Music geeks of my generation have lived through some interesting times. We’ve heard exciting things in music itself, to be sure. But we’ve also watched the world-changing potential of the internet rise up and clash against the intransigence and greed of an increasingly conglomeratized music industry. I suspect any one of us could recite some choice mythology about backsliding standards, backward ideas about gatekeeping in a world with eroding borders to commerce, and the RIAA’s monumental insults against the music-listening public. But a few nights ago, I was reminded that mythology has an intransigence all its own. I was using my Rdio.com account to stream the new Trailer Trash Tracys album, on the recommendation of a friend, meanwhile queueing up a few other new releases and old favorites to listen to, when it struck me that the moment we’re living in has, with little fanfare, changed.
I’m going to say something anathema to all of my generation’s gripes of the past decade: The state of commerce, law and technology, in service of connecting music with listeners, is the best it has ever been. …But with that said, of course, I should add that it’s never been especially good, before.
As a teenager, I lived at various times within range of Los Angeles’ KROQ and Seattle’s KNDD, and still couldn’t stand radio. It just had too many strings attached to the slow trickle of new music it provided. Like MTV, radio always felt a little too low-brow and mercenary, to me. To my limitless teenage arrogance, those were things people listened to if they didn’t know what good music sounded like.
In the first decade of widespread internet, we got some variations on music publishing. On one hand, there were promotional downloads from individual artists or labels, which were pleasantly direct, both in their appeal to the customer and in the nature of the marketing interaction: the product was counted on to advertise itself, which was a refreshing change from radio. And on the other hand, there was the phenomenon of “internet radio”, which took the traditional radio model, and returned it to the garage. Satellite radio did the same, and competed directly with traditional radio. To me, those movements tapped into the idea that radio used to be good, back in the days when it was local, focused and independent. And frankly, I wanted to believe it. But small-scale radio just never shook up the patterns that frustrated me about the medium. It was still someone else’s playlist.
The most intriguing thing to happen in those early years, though, was the rise of the file-sharing services that grew as broadband found a wide footing. Sites like Napster, and their collision with musicians and the recording industry, cast some dramatic shadows in the gaps between customers’ wishes and the industry’s faith in its own inertia. Many listeners (myself included) avoided those services because they went too far beyond the cassette-level piracy we’d all been doing for years; the scale of the disconnect between artists and their audience created both ethical and economic problems. But those sites did, irresistibly, articulate a vision of what could be. (Services like the iTunes Store, incidentally, made a killing by incorporating some of Napster’s innovations into industry-blessed sales portals.)
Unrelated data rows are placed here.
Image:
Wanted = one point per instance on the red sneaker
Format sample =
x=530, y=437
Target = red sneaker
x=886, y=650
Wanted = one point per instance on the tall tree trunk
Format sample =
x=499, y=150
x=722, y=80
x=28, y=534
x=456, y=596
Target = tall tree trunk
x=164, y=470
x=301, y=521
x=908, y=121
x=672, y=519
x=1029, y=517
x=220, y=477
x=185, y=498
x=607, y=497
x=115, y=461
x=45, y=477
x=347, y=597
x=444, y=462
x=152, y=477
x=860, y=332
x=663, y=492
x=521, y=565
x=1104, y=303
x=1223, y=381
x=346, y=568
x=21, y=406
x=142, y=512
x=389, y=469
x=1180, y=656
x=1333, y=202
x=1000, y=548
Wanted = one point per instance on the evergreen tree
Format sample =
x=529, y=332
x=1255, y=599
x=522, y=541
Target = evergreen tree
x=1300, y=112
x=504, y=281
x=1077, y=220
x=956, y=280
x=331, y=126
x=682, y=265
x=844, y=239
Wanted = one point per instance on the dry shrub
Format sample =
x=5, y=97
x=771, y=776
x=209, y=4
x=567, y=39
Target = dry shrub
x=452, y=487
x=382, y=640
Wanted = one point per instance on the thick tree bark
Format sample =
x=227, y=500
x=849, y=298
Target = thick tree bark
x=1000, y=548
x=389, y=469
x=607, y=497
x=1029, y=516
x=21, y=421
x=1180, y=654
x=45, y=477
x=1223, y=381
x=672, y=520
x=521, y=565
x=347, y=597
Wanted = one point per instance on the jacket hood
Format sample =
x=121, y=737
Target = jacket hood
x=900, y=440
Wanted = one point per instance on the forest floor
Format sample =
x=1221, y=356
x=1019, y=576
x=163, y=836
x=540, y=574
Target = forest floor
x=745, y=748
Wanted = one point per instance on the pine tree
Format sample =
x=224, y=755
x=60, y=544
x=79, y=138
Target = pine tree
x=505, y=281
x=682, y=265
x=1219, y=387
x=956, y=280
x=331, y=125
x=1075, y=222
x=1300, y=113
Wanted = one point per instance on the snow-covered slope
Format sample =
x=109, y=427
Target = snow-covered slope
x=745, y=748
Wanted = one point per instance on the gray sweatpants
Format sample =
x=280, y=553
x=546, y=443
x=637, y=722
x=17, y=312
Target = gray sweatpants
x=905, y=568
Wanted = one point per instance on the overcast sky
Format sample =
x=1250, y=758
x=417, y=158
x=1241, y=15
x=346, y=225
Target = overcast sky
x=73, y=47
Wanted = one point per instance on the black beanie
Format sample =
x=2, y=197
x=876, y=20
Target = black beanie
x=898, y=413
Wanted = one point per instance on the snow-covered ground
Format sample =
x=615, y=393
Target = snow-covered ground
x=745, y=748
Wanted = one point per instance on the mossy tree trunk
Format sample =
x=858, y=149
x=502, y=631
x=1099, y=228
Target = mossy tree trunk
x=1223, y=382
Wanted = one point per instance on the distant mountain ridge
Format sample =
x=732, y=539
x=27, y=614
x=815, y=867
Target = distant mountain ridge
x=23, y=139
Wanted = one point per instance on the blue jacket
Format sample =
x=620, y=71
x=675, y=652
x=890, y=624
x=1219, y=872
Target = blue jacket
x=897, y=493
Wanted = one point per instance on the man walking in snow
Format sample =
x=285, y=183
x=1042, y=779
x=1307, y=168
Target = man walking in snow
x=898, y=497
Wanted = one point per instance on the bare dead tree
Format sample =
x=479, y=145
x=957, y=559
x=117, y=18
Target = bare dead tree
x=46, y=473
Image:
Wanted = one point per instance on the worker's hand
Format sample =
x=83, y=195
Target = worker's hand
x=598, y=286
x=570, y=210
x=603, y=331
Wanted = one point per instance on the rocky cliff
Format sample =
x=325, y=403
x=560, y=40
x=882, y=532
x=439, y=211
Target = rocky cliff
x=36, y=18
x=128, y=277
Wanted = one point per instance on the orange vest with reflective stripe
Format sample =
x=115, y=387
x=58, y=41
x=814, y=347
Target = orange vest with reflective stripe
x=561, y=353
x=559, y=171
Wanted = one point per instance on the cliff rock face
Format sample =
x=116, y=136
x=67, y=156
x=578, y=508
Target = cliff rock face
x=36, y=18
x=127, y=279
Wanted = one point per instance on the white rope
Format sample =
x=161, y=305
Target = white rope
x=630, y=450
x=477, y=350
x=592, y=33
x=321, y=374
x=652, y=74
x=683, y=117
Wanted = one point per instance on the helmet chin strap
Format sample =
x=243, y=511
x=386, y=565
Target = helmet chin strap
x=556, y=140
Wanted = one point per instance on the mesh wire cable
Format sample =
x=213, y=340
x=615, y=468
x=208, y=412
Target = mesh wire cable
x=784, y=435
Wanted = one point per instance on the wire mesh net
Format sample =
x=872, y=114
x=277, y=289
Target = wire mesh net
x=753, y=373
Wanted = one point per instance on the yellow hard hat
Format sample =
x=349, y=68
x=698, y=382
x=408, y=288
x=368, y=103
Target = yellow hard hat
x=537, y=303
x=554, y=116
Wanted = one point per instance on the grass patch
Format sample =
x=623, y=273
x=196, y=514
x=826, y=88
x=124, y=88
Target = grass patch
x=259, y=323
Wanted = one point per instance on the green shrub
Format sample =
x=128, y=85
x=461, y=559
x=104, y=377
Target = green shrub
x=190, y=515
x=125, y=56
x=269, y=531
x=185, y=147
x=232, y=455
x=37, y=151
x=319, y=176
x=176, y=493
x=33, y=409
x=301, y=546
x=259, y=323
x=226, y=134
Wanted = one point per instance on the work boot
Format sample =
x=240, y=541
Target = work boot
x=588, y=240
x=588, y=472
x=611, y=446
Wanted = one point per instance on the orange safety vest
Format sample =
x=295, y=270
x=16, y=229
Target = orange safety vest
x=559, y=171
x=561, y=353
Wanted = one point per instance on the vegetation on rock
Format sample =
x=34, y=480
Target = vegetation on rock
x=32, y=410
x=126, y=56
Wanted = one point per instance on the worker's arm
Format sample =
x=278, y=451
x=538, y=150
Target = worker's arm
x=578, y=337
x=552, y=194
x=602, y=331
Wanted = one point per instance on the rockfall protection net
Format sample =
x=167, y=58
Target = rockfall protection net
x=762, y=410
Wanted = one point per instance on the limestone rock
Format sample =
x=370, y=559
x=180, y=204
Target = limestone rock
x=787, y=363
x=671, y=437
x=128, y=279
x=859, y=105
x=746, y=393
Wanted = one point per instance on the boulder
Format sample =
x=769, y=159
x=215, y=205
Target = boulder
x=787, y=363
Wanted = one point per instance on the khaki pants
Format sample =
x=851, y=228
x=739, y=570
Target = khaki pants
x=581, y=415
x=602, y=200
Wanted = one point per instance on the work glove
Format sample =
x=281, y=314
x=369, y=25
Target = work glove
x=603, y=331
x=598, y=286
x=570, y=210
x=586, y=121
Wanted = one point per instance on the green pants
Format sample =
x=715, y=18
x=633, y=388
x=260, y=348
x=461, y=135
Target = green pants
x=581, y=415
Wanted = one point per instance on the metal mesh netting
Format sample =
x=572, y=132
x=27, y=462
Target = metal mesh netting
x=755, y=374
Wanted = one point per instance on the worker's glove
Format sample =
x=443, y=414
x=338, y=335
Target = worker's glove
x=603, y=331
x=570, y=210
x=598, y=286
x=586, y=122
The modern batch of streaming music services has fundamental differences from both file-sharing and streaming radio (both of which are still going strong,) but it’s helpful to recognize that it’s the child of both. Sites like Spotify, Pandora and Grooveshark largely do away with radio’s core idea, the ‘curated playlist’, instead helping the individual listener find whatever she wants to hear in a particular moment. But unlike BitTorrent or the iTunes store, the streaming sites are primarily geared toward listening continuously and in real-time, rather than amassing a collection. So, at the present moment, we’re witnessing a surprising—and surprisingly effective—fusion of some widely-divergent ideas about music, publishing, and the technology of the 21st century.
The total product has surprising strengths. I’ve likened it to renting the world’s biggest record collection, but the breadth of the collections on offer isn’t quite as exciting as their contemporaneity; my subscription to Rdio gives me a back catalog that should make any music lover drool, but it also gives me near-instant access to new releases. Who needs the top-40 charts, after all, when you can listen to everything you’re interested to hear? That, for my money, makes for a fundamental leap forward in the long history of music and the audience searching for each other. Over here next to my stereo, it’s a golden age, these days. Hope you’re all getting in on it, too.